Around 100 residents in Stonehaven, Aberdeenshire, were evacuated when the River Carron burst its banks in the early hours of Sunday and water rose to waist-height in parts of the town.
The previous weekend, gale-force winds and high tides caused millions of pounds-worth of damage in the area and along the east coast.
The environment minister visited the north-east town on Monday to speak to residents affected by the floods and thank people for the efforts to mitigate and clean up the damage.
He said the government would support the recovery and Aberdeenshire Council has applied for financial support, activating the Bellwin Scheme, the support system for a discretionary fund for spending above a council's threshold.
Finance Secretary John Swinney said: "Communities across Scotland, but particularly in the north-east, have had to endure exceptional weather in recent days.
"After the storms that battered coastlines earlier in December has come flood damage, most severely in Stonehaven.
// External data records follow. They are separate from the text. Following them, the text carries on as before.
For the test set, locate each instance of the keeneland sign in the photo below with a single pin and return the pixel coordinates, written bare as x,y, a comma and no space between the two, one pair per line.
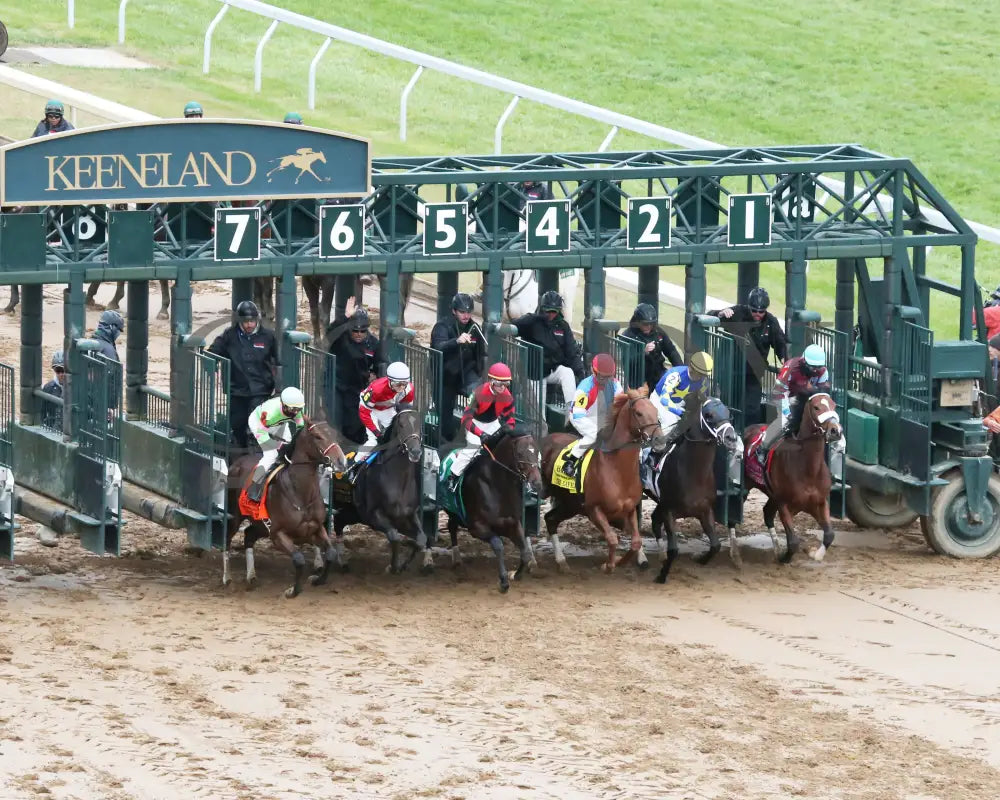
184,161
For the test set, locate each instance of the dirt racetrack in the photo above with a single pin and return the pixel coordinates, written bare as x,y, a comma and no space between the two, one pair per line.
872,675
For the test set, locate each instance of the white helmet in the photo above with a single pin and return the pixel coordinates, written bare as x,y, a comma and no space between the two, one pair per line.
292,398
398,372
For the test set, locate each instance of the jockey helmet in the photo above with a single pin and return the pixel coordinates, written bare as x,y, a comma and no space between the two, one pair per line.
758,299
398,373
551,301
292,398
814,356
700,363
644,312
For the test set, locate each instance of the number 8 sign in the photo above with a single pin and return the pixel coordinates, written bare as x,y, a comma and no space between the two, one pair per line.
341,231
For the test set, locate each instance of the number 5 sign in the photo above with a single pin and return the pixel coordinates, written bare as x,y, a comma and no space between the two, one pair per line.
341,231
237,234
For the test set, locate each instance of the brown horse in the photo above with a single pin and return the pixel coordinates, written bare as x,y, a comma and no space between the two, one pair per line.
611,488
799,479
294,504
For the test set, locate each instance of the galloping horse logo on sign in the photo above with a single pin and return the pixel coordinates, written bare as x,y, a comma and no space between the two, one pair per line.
303,159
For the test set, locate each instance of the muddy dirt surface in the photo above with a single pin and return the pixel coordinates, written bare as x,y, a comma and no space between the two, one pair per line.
875,674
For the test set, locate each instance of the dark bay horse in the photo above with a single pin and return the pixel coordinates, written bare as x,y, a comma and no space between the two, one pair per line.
294,504
686,485
386,494
799,479
611,488
492,493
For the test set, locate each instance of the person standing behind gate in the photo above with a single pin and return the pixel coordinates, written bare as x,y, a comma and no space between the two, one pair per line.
760,328
359,362
463,353
252,351
658,345
561,361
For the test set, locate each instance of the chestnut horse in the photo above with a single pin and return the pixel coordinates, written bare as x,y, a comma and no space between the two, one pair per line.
611,488
294,503
799,479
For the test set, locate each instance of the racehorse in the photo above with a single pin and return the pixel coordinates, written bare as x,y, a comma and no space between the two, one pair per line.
686,485
611,487
387,492
493,500
798,478
295,507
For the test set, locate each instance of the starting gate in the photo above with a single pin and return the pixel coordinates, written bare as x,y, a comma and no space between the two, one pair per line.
7,526
97,474
729,385
205,453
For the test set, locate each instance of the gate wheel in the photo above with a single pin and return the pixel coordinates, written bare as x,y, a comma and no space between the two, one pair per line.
867,508
948,529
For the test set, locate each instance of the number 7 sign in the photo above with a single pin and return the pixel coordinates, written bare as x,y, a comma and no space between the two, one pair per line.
237,234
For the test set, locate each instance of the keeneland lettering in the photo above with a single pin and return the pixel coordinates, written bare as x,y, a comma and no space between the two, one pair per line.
149,170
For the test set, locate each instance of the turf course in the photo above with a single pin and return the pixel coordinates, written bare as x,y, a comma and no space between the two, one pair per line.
908,80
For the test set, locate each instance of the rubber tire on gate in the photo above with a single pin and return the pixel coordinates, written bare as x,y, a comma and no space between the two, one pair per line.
938,533
870,509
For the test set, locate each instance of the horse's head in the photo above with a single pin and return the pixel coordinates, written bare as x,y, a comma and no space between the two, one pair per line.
718,423
319,445
821,413
405,429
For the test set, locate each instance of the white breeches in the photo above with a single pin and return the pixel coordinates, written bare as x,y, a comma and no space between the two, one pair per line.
473,443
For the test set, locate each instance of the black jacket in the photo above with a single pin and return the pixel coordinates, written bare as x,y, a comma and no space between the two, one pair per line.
665,348
764,336
460,363
556,340
253,360
355,361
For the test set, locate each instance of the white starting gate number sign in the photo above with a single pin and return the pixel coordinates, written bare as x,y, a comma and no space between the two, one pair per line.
341,231
237,234
446,229
547,223
648,226
750,218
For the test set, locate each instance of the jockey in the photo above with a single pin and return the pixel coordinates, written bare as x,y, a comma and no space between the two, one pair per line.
593,397
798,376
271,417
673,389
490,409
378,404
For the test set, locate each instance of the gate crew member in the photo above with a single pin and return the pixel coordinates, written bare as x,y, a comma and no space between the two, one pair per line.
799,376
591,402
463,354
756,326
358,364
378,404
659,347
561,361
270,420
54,120
490,409
253,354
672,391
"My thoughts are with the households and businesses that have suffered flood damage, at the cruellest possible time so close to Christmas.
"Clean up work is ongoing, and I commend everyone involved for their hard work.
"This government is committed to helping communities get back on their feet as quickly as possible.
"I have agreed to activate the Bellwin Scheme which provides support to Aberdeenshire Council to assist with immediate and unforeseen costs of dealing with the latest flood damage.
"This offer of assistance is in addition to support under the scheme which I announced last week for Aberdeenshire and Moray Councils following recent coastal storm damage."